Die "Missionarinnen der Nächstenliebe" widmeten sich den Ärmsten, den Findelkindern und den Sterbenden auf der Straße. Immer mehr junge Frauen, zunächst in Indien und später auf allen Kontinenten, schlossen sich ihrem Orden an. 1979 wurde Mutter Teresa mit dem Friedensnobelpreis ausgezeichnet.

Dennoch war ihre Frömmigkeit offenbar nicht unerschütterlich, wie private Notizen und vertrauliche Briefwechsel offenbarten, die erst 2007 veröffentlicht wurden. Ein ganzes Jahrzehnt lang durchlitt die Ordensfrau demnach quälende seelische Einsamkeit und schmerzhafte Zweifel an ihrer Mission.

2013 veröffentlichten dann deutsche Medien wie die "Zeit", die "Süddeutsche Zeitung" oder die "Welt" kritische Berichte. Anlass war eine Studie zum Leben der berühmten Missionsschwester. Drei kanadische Wissenschaftler kamen zu dem Ergebnis, in den Armenhäusern des Ordens hätten schlechte hygienische Zustände geherrscht.

Sterbenden seien teilweise Schmerzmittel verweigert worden. Mutter Teresa sei sogar "alles andere als eine Heilige", bilanzierte der Leiter der Studie, der Psychologieprofessor Serge Larivee von der Universität Montreal.

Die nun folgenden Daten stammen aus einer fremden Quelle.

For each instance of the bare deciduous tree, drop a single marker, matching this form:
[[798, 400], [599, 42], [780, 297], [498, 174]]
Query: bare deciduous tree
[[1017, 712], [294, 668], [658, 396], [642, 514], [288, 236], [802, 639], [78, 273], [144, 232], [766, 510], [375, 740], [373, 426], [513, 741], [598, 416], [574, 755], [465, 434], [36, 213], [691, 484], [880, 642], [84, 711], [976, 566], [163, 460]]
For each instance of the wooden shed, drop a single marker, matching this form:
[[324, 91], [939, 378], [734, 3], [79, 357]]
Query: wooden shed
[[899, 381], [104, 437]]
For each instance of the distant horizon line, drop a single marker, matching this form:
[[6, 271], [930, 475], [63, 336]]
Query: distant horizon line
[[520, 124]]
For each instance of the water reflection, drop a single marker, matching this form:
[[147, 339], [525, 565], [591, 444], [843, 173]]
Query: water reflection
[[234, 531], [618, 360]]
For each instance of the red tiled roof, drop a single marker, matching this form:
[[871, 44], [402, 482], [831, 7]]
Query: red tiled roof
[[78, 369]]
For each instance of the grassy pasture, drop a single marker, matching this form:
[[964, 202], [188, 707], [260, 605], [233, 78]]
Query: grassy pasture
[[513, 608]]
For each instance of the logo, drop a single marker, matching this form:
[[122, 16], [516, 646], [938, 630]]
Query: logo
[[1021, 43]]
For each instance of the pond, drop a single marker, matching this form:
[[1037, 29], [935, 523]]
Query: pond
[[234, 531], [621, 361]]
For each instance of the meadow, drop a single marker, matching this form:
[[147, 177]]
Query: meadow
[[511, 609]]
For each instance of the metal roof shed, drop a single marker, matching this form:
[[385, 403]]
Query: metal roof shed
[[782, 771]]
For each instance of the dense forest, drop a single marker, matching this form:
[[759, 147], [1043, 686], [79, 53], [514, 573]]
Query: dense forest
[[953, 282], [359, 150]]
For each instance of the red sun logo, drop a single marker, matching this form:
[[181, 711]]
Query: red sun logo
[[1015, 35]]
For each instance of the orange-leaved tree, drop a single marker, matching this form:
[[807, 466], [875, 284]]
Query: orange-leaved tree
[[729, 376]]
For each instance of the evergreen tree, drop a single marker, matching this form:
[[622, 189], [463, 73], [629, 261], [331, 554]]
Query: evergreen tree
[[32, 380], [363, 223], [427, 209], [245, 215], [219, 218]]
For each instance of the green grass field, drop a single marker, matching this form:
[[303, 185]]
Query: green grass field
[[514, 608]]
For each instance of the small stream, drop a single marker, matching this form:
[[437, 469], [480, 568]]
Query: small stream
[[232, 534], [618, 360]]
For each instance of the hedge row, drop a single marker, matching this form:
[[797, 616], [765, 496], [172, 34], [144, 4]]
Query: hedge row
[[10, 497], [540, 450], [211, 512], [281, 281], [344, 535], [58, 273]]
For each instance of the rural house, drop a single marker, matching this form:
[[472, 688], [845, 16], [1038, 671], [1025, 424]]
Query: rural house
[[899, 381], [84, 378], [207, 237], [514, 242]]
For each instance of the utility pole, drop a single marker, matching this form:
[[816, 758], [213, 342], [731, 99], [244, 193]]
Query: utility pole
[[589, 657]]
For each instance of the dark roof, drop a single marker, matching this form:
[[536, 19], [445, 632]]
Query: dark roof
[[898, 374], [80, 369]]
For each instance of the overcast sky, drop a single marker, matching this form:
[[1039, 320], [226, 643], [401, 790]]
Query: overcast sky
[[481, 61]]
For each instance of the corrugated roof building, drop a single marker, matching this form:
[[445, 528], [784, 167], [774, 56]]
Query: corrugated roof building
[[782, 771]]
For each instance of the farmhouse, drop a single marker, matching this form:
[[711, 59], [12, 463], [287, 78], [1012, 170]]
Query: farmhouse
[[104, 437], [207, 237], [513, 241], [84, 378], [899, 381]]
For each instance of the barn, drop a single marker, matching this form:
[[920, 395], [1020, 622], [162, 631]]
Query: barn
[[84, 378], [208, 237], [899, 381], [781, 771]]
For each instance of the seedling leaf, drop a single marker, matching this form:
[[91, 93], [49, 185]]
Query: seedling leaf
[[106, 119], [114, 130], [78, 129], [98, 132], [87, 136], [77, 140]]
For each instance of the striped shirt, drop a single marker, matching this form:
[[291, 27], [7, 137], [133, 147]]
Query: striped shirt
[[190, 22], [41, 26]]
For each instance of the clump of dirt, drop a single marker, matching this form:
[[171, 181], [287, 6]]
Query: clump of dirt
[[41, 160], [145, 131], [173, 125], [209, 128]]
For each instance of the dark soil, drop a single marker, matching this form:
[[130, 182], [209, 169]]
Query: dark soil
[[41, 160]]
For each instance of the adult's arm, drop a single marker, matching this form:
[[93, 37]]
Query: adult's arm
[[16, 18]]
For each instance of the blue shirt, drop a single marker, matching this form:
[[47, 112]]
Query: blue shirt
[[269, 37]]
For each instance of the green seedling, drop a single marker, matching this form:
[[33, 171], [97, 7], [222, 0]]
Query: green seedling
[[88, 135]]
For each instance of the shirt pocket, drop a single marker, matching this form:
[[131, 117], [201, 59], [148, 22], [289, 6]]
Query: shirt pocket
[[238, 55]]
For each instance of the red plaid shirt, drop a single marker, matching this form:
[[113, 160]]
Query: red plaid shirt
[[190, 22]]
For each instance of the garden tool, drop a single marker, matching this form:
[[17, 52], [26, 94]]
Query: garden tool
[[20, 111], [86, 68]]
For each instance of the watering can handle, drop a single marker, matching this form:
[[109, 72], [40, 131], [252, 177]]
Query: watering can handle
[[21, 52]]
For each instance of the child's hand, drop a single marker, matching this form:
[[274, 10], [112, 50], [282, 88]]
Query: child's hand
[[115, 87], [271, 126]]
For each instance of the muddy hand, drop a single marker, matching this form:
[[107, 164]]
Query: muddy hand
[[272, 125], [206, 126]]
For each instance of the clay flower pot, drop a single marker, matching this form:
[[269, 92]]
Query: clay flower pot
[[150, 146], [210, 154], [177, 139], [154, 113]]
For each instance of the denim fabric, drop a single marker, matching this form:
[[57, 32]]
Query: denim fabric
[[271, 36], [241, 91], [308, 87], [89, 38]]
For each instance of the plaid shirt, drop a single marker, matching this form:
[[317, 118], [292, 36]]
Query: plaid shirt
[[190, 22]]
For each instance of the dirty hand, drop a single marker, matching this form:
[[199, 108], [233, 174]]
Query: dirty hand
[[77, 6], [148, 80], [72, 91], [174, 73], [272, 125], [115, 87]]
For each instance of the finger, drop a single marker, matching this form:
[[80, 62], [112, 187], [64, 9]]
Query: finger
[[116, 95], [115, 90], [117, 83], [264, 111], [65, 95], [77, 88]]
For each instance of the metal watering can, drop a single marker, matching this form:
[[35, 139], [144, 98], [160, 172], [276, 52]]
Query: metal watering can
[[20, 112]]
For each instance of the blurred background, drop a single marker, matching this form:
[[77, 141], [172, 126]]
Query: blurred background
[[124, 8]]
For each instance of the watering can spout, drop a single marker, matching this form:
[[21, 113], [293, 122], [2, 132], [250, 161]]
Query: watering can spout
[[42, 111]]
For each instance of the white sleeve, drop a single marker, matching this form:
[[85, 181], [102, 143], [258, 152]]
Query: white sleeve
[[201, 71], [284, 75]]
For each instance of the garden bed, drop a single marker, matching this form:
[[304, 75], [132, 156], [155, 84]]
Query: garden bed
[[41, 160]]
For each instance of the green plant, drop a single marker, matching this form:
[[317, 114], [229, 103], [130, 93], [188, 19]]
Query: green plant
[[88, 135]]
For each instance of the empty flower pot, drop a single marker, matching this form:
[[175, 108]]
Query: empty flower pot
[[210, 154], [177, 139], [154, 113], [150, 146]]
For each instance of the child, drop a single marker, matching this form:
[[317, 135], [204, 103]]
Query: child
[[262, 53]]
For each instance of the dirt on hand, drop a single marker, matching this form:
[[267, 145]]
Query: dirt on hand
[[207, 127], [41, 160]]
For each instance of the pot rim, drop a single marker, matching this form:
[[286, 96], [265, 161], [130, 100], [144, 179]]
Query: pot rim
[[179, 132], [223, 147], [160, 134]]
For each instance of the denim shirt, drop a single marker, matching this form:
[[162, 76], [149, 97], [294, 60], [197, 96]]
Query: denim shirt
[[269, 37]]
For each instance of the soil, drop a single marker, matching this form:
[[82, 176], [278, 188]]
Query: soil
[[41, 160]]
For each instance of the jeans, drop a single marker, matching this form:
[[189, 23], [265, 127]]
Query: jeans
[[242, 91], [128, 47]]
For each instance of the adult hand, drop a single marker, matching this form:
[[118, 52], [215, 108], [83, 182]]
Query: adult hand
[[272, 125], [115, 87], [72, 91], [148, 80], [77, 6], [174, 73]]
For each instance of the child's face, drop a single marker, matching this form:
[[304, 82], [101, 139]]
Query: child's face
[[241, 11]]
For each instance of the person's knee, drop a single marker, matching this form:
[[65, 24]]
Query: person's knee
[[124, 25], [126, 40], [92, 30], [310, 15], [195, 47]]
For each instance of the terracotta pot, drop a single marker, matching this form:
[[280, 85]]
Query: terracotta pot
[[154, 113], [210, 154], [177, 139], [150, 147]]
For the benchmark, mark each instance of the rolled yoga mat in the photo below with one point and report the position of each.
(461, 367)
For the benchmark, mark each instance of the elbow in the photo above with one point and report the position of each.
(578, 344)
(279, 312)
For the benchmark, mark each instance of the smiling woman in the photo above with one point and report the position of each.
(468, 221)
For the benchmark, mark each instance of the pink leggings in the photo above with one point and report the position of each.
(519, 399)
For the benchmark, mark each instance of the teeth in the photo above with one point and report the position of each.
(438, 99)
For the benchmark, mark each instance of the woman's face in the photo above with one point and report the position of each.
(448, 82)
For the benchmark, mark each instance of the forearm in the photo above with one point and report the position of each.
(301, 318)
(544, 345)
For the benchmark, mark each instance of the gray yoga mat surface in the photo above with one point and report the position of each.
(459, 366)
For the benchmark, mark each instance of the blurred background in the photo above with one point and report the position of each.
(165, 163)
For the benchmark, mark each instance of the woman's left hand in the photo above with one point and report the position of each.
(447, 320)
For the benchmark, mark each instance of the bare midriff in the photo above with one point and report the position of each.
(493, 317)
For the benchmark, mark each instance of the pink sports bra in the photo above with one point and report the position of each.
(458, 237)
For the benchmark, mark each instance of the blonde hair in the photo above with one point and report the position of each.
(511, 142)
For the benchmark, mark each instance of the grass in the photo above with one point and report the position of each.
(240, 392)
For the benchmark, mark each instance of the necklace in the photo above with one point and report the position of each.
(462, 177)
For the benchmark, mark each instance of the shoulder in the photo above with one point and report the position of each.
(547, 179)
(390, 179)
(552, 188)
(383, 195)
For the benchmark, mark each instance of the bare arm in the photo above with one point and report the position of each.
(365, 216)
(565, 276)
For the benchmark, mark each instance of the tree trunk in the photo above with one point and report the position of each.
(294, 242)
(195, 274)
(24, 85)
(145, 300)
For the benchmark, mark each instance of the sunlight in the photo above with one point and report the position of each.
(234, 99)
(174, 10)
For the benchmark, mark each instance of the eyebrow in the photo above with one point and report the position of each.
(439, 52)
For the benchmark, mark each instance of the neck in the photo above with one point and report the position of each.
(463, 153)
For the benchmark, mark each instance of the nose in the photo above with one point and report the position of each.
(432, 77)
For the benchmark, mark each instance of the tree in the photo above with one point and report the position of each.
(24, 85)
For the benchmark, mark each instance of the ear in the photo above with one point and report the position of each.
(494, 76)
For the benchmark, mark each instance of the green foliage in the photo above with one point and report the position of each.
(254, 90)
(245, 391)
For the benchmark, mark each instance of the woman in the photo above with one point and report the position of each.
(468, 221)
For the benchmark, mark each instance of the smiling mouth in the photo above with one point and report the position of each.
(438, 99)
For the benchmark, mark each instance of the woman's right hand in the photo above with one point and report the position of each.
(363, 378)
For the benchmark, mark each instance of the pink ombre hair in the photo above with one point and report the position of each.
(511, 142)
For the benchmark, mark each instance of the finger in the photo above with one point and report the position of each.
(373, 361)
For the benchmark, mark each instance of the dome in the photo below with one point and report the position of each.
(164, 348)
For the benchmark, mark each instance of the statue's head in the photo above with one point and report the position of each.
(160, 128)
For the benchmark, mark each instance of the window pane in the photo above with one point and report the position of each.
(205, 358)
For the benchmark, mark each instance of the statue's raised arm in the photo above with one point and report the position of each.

Dennoch: Bei ihrem Tod am 5. September 1997 im Alter von 87 Jahren war die Trauer weltweit groß. Papst Johannes Paul II. (1978-2005) nannte sie "ein Geschenk an die Kirche und an die Welt". Bereits sechs Jahre später, am 19. Oktober 2003, sprach er Mutter Teresa selig.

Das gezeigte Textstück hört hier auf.